Why `len(history) == 1` for reset detection¶

Our runner builds up history turn-by-turn within a single transcript run. Across runs of the same transcript (when runs > 1), it restarts at turn 1 with a single-message history. So len(history) == 1 is the precise marker for "first turn of a fresh conversation". Subsequent runs are isolated because each first turn resets memory.

Configuration¶

A new optional dependency in pyproject.toml:

[project.optional-dependencies]
smolagents = ["smolagents>=1.0"]

Users install via pip install "pytest-llm-eval[smolagents]" or uv add "pytest-llm-eval[smolagents]".

Testing¶

All tests are unit tests against a hand-rolled fake agent. Smolagents itself is not added to dev dependencies — this matches the project's pattern (langchain/openai/pydantic-ai aren't in the dev group either).

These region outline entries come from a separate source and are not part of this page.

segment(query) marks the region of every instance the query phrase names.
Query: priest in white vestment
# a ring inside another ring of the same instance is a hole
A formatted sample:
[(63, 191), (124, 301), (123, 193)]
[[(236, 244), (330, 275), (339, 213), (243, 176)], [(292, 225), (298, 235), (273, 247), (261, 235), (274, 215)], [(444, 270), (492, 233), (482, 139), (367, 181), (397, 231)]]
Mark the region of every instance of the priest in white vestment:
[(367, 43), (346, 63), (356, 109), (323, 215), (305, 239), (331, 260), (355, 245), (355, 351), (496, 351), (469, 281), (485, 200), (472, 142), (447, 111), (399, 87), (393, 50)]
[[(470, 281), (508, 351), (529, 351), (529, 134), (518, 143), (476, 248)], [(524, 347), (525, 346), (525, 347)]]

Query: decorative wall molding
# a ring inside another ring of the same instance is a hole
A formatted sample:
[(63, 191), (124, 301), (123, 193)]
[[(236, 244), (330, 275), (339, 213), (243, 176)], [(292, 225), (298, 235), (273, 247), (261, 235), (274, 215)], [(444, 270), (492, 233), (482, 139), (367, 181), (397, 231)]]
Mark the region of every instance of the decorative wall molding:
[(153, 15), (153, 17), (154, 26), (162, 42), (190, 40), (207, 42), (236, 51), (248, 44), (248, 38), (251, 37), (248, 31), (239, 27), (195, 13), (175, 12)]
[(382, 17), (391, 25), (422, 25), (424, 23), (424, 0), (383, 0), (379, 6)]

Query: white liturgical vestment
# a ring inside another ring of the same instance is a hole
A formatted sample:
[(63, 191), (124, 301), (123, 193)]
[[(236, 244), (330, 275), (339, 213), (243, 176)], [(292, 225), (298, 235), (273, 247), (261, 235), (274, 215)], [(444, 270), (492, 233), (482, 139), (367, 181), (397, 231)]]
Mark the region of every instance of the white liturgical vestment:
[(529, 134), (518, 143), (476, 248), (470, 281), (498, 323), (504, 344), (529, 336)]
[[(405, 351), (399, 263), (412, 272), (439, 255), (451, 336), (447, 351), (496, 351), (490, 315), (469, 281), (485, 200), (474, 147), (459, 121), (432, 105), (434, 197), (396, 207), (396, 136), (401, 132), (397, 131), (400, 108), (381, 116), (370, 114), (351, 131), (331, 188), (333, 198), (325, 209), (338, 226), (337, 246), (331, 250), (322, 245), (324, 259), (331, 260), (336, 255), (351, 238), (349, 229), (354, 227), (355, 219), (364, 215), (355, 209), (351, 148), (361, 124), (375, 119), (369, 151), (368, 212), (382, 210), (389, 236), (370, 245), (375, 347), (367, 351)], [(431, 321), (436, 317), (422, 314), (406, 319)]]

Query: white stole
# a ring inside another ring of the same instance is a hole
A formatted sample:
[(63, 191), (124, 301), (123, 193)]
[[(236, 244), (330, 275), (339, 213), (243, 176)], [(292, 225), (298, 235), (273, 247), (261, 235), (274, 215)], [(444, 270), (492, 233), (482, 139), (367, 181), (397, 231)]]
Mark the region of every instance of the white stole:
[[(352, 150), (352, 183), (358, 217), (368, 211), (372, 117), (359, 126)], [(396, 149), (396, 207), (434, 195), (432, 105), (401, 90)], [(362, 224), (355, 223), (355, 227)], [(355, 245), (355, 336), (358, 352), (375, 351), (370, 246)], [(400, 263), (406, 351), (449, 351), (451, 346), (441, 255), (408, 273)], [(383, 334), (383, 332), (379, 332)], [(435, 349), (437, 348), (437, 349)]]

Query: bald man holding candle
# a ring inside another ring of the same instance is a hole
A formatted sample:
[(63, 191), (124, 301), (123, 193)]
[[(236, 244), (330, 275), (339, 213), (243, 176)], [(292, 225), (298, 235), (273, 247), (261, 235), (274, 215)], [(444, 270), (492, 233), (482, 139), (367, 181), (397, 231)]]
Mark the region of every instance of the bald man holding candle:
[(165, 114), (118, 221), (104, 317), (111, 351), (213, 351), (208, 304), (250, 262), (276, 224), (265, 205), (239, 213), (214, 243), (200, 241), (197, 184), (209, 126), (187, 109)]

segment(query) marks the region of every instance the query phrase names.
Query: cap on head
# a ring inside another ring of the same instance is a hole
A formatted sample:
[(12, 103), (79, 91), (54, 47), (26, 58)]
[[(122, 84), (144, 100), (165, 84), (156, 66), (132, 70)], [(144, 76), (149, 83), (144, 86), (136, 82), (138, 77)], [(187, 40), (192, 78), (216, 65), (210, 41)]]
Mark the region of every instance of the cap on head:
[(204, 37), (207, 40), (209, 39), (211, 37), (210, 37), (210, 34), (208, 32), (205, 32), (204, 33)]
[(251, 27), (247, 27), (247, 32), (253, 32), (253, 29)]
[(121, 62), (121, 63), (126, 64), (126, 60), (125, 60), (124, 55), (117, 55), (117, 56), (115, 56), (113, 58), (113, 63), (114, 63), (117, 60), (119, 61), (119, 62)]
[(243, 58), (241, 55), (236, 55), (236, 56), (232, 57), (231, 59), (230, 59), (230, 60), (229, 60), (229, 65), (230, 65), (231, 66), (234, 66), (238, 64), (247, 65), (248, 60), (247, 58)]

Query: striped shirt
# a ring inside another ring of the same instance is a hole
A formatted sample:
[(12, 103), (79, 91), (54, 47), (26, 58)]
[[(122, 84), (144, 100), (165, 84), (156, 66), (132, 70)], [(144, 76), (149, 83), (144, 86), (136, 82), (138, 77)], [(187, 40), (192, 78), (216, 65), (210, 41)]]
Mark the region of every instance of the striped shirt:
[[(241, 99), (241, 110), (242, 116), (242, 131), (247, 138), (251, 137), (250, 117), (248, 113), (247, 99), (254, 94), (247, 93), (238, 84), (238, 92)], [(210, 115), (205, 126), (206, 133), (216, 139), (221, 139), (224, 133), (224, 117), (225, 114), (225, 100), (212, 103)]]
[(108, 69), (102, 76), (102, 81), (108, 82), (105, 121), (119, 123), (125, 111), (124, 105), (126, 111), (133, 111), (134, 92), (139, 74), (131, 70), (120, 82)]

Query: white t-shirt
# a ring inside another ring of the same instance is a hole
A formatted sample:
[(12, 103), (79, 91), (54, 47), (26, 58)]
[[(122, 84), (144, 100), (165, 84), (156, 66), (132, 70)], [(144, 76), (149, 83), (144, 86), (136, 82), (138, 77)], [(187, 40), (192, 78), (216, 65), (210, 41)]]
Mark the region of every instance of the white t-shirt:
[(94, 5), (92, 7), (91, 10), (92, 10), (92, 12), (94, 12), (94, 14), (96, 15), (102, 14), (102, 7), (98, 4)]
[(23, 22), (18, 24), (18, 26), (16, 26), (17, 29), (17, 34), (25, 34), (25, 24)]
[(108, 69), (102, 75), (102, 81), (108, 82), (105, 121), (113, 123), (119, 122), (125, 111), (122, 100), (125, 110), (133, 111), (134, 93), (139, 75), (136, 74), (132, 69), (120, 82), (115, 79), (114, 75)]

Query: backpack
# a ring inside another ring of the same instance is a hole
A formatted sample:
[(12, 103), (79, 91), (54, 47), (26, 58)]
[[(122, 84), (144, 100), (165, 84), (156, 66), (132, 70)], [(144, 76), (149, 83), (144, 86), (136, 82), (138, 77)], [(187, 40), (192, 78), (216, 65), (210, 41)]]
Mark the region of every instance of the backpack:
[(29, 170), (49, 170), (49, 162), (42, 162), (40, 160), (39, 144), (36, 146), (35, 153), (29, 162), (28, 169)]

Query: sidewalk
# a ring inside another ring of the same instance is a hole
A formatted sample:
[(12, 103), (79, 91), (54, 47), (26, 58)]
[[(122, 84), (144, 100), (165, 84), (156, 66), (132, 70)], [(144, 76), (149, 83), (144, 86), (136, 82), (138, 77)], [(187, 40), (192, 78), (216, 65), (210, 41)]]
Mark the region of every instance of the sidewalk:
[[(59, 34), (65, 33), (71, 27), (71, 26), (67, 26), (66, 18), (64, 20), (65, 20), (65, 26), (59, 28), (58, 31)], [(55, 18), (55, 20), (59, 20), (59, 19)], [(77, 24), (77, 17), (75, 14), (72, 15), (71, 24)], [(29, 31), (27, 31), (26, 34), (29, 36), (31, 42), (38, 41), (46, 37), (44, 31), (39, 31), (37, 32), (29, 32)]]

Tests live in a new tests/adapters/test_smolagents.py:

Test	What it asserts
`test_first_turn_passes_reset_true`	history of length 1 ⇒ fake records `reset=True`
`test_subsequent_turn_passes_reset_false`	history of length > 1 ⇒ fake records `reset=False`
`test_returns_reply_string`	The agent's return value is stringified into the first tuple element
`test_extracts_new_tool_calls_only`	Pre-existing steps in `memory.steps` are ignored; only new steps' tool calls are returned
`test_filters_python_interpreter_and_final_answer_by_default`	Internal pseudo-tools are filtered
`test_include_internal_tools_returns_them`	With `include_internal_tools=True`, internals appear in the result
`test_handles_steps_without_tool_calls`	Steps lacking a `tool_calls` attribute are skipped without raising

The fake agent uses types.SimpleNamespace to mirror the duck-typed surface (memory.steps, tool_calls[*].name).

Documentation¶

docs/adapters.md — add a SmolagentsAdapter section with the install snippet (pip + uv tabs), a fixture example, and the constructor parameter table including include_internal_tools.
docs/index.md — add a Smolagents entry to the "Supported frameworks" tabbed block.
README.md — add a row to the framework table and an [smolagents] install line.

Error handling¶

No defensive guards in the adapter:

If agent lacks .run or .memory.steps, an AttributeError propagates. That is the correct signal — the user passed in a wrong object.
If agent.run raises, the exception propagates to the runner, where the existing retry layer (configured via [tool.llm_eval] retries) handles transient failures.

This matches the posture of the existing adapters.

Out of scope¶

Parsing CodeAgent's executed Python to extract per-tool calls. Smolagents records only the python_interpreter step for CodeAgent; getting at the inner tools would require AST-walking the executed code. Document this limitation; users wanting fine-grained tool-call assertions should use ToolCallingAgent.
An async agent factory pattern. Sharing a single agent across parallel tests is a known limitation that applies to every adapter in the project — out of scope for this design.
Streaming or step-by-step inspection. The adapter consumes only the final result of agent.run.